Yoga

8 Best Yoga Poses for Better Posture

8 Best Yoga Poses for Better Posture

1. Introduction

The sedentary lifestyle these days has damaged our body posture. People spend hours working at their desktops and laptops without taking into account their sitting positions. Consequently, these prolonged bad postures lead to many health issues, e.g. nerve pain, back pain and even vertebral displacement in the worst cases.

However, all of these problems can be dealt with by including yoga in your daily routine. There are many yoga poses which strengthen muscles in the entire body and help prevent the negative effects of sitting all day.
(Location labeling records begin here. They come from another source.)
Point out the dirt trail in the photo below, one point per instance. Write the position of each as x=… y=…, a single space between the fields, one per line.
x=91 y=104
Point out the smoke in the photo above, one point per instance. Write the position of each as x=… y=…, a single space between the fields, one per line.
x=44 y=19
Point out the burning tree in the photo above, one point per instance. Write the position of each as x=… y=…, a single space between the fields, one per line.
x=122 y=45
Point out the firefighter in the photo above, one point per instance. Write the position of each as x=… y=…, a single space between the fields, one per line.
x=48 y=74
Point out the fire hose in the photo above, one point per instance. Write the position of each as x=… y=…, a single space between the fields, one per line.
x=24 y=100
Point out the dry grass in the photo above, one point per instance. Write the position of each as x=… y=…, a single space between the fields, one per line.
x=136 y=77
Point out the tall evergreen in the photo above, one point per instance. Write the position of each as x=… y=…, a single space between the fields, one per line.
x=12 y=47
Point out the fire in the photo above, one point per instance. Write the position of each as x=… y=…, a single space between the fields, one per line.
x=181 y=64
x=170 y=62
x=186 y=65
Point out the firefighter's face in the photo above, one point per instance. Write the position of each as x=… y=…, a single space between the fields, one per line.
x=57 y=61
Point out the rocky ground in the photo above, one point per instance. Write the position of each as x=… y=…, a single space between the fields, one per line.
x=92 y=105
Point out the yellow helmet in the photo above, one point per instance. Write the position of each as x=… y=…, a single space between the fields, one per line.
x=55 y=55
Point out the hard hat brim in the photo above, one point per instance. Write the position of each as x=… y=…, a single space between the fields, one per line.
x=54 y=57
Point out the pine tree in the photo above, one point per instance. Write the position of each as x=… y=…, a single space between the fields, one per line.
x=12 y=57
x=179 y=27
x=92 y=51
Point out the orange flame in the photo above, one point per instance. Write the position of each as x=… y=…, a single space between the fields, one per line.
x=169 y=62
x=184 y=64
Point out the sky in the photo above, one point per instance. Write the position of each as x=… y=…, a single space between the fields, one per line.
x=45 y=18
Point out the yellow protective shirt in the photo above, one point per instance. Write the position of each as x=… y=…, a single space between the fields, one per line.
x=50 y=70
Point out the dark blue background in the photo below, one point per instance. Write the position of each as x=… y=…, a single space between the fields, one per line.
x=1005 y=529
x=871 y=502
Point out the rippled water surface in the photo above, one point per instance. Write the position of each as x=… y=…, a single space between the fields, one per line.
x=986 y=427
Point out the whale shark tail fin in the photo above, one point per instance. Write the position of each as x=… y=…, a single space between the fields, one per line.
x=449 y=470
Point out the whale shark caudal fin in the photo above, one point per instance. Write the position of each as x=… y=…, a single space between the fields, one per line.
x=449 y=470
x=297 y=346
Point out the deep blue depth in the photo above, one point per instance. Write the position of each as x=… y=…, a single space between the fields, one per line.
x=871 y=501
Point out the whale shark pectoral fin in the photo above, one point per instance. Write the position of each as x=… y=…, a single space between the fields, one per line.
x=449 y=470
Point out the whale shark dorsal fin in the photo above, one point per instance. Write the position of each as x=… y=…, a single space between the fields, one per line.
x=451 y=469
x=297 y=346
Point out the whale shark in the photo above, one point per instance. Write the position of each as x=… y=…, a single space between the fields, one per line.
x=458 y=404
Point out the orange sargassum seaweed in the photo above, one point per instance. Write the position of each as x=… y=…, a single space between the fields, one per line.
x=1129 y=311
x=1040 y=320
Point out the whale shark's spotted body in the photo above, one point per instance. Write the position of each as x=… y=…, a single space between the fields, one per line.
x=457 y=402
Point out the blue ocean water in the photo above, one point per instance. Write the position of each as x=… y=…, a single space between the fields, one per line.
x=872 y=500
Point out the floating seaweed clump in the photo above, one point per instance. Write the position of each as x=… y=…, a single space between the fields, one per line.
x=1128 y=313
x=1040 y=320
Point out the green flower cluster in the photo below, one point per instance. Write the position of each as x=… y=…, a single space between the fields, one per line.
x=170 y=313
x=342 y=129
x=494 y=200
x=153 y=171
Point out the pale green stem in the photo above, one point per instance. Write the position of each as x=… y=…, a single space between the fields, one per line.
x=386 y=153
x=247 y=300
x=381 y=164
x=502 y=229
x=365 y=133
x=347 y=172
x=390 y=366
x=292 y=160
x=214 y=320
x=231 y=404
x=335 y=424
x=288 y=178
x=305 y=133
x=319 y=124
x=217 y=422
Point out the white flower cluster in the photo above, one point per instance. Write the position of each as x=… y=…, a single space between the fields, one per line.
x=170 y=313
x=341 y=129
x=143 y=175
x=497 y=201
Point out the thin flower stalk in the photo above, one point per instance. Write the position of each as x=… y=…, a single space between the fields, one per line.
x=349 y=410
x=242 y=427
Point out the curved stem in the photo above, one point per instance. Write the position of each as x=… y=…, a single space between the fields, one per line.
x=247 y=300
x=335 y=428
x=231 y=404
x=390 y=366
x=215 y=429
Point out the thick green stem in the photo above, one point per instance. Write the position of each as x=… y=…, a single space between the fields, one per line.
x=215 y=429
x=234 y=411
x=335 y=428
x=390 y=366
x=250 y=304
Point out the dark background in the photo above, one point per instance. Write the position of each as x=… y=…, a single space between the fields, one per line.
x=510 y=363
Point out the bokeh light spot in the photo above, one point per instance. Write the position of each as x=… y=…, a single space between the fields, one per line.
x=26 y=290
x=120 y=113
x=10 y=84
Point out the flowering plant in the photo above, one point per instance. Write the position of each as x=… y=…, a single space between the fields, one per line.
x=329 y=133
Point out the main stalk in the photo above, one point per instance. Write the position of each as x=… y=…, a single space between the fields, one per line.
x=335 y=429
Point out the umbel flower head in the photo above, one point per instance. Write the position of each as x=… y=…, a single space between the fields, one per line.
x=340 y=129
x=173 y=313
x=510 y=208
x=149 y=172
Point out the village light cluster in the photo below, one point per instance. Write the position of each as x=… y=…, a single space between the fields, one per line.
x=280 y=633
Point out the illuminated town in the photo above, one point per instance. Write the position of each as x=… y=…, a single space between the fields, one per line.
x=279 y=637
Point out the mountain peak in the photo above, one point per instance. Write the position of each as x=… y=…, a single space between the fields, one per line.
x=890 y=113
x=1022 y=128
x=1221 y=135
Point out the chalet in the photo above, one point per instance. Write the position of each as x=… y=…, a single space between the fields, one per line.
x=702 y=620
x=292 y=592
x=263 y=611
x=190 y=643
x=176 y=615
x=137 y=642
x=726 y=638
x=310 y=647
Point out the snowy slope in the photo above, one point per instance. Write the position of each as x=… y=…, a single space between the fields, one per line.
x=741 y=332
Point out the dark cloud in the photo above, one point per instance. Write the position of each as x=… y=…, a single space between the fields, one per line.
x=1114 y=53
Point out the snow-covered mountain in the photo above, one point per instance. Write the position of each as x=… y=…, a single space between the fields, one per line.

This article will explain how yoga helps maintain good body posture, why body postures are important, and what are the best yoga poses you can perform to get a better body posture.

2. What is Yoga?

Yoga is a form of exercise that first originated in India with the aim to bring harmony between the mind, body, and environment.

Yoga involves moving your body into various positions to increase fitness and flexibility, relax your mind, and improve your breathing.

When the body becomes strong and flexible, posture improves automatically. That is why yoga has become a fantastic method to improve body posture.

3. How Does Yoga Help With Posture?

  • Various poses in yoga focus on strengthening different muscle groups. A strong core is the key to standing tall as it supports the entire body. The majority of sitting and standing positions in yoga help build up core strength that in turn can improve body posture.
  • Yoga also enhances mindfulness, helping your body to respond quickly when adjusting your posture in case of slumping or slouching.
  • Yoga poses require stretching muscles that increase muscle’s flexibility. It ultimately reduces stiffness and helps you to move better.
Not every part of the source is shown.